Den Haag/Bogotá. Der Internationale Strafgerichtshof (IStGH) hat in seinem jüngsten Bericht zu Kolumbien auf die mögliche Verwicklung von 23 Generalen und sechs Obersten der Armee in circa 1.228 außergerichtliche Hinrichtungen zwischen 2002 und 2010 hingewiesen. Die mindestens 4.200 Opfer dieser Mordfälle, auch als "falsos positivos" bekannt, waren Zivilisten, welche die Armee als im Gefecht gefallene Guerilleros präsentiert hatte. Sollte die kolumbianische Justiz gegen diese zum Teil noch aktiven 29 Militärs nicht zufriedenstellend ermitteln, könnte der IStGH sie strafrechtlich belangen. Unter ihnen sind der aktuelle Oberkommandierende der Streitkräfte, Juan Pablo Rodríguez, sowie der Militärattaché in Washington, Jaime Alfonso Lasprilla.

Zwar hat Kolumbiens Justiz bislang rund 1.000 Offiziere in mittleren Rängen und Angehörige niedriger Hierarchieebenen der Streitkräfte wegen "falsos positivos" schuldig erklärt. Nur wenige Oberbefehlshaber sind jedoch zur Rechenschaft gezogen und keiner von ihnen ist bisher verurteilt worden. Die 29 hochrangigen Offiziere und Ex-Offiziere, auf die sich der IStGH bezieht, waren die Befehlshaber der Divisionen und Brigaden, die über 1.200 außergerichtliche Hinrichtungen zu verantworten haben.
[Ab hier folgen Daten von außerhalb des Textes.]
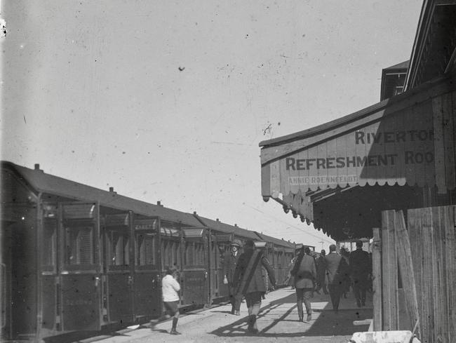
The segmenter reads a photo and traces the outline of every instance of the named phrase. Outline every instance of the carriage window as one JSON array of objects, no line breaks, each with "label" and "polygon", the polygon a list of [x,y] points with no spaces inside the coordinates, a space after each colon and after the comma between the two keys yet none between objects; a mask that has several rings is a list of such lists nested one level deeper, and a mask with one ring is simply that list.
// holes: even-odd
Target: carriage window
[{"label": "carriage window", "polygon": [[156,264],[155,257],[155,234],[137,234],[136,240],[138,244],[136,256],[138,265],[145,266]]},{"label": "carriage window", "polygon": [[107,264],[109,266],[128,266],[130,264],[128,234],[118,231],[108,233]]},{"label": "carriage window", "polygon": [[174,241],[163,240],[161,252],[164,266],[175,266],[179,263],[179,245]]},{"label": "carriage window", "polygon": [[73,227],[66,229],[67,256],[69,265],[93,264],[93,227]]},{"label": "carriage window", "polygon": [[185,262],[187,266],[204,264],[204,248],[202,243],[186,242]]},{"label": "carriage window", "polygon": [[57,220],[45,219],[43,225],[43,267],[54,267],[57,255]]}]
Der IStGH habe Informationen darüber, wie einige der Oberbefehlshaber ihre Untergebenen mit der Streichung von Urlaubstagen oder ökonomischen Prämien bestraft hätten, wenn sie keine "Ergebnisse" in den militärischen Kämpfen zeigten. Die Opfer kamen aus entfernten Regionen oder benachteiligten Bevölkerungsgruppen. Sie waren Obdachlose, Drogensüchtige oder Menschen, die als Risiko für die Gesellschaft galten, erklärt der Strafgerichtshof. Das Militär habe Zivilisten, Paramilitärs, Polizisten oder Soldaten eingesetzt, um die Opfer zu entführen oder sie mit falschen Jobversprechen anzulocken. In einigen Fällen wurden sie vor der Hinrichtung gefoltert.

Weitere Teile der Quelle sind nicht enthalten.